The bike is not here now, it belongs to a customer. I'll ask him about the fork detail.  All the photos I've seen of Huffman "519" bikes show it with the pre-war style truss fork. I suspect that this fork, along with the truss rods, fenders and sprocket came from a 41 bike... but, as this is a mystery bike, ya just never know!

Brazed vs. welded, that's something that Scott Seymour told me. There are pics on the intertube that show ugly un-finished welds, this one is smooth like a regular production bike.


----------



## Herman (Oct 7, 2017)

I believe that both Huffman and Columbia probably used up whatever frames were on hand before they started gas welding the frames due to the shortage of brass


----------



## Tomato John (Oct 8, 2017)

Here's the number on the fork.

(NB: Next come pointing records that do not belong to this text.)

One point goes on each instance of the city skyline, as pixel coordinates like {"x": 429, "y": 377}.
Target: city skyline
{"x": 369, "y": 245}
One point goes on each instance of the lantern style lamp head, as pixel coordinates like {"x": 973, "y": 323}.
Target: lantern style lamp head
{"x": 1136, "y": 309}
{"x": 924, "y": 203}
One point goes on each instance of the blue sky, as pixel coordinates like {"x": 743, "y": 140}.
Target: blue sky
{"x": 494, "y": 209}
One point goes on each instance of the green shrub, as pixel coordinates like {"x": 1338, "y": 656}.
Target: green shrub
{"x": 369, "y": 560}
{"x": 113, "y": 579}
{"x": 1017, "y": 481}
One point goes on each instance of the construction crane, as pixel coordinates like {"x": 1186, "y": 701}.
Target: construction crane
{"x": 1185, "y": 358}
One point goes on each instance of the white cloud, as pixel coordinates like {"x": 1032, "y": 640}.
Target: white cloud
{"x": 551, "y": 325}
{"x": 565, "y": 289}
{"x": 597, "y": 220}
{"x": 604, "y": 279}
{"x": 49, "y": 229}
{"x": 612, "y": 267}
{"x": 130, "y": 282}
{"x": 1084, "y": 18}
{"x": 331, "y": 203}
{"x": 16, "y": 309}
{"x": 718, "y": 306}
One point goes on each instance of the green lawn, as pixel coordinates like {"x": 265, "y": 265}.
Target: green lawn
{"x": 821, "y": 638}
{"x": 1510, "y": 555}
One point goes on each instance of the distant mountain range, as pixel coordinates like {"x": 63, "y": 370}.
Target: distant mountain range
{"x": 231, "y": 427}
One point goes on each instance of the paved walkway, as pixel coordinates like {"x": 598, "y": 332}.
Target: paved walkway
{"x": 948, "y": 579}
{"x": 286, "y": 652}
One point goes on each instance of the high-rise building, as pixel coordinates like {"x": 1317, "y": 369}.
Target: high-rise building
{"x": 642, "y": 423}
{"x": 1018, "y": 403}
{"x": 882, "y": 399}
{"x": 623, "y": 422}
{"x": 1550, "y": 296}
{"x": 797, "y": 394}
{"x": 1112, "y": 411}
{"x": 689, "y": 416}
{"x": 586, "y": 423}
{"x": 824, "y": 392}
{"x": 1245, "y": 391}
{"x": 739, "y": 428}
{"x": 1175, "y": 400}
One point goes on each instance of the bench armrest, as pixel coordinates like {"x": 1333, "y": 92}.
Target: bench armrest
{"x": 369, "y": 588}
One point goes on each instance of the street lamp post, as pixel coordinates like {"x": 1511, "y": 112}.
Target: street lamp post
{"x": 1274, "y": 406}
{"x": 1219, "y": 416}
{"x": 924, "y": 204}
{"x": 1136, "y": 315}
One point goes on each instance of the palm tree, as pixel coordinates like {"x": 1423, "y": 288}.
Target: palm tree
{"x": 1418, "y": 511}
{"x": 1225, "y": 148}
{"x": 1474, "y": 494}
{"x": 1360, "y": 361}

Hope that is what you are looking for. Thanks for all your help.


----------



## jkent (Oct 8, 2017)

Wonder what the XXX under the number is all about? Never seen that before.
JKent


----------



## New Mexico Brant (Oct 9, 2017)

Tomato John said:


> Here's the number on the fork



So that is a 39 fork.  Thank you for posting.


----------



## rustjunkie (Oct 9, 2017)

jkent said:


> Wonder what the XXX under the number is all about? Never seen that before.
> JKent




I wonder if there's any similar marking on the front of the fork, kinda looks like the marks could have come from a vise.


----------



## Tomato John (Oct 9, 2017)

rustjunkie said:


> I wonder if there's any similar marking on the front of the fork, kinda looks like the marks could have come from a vise.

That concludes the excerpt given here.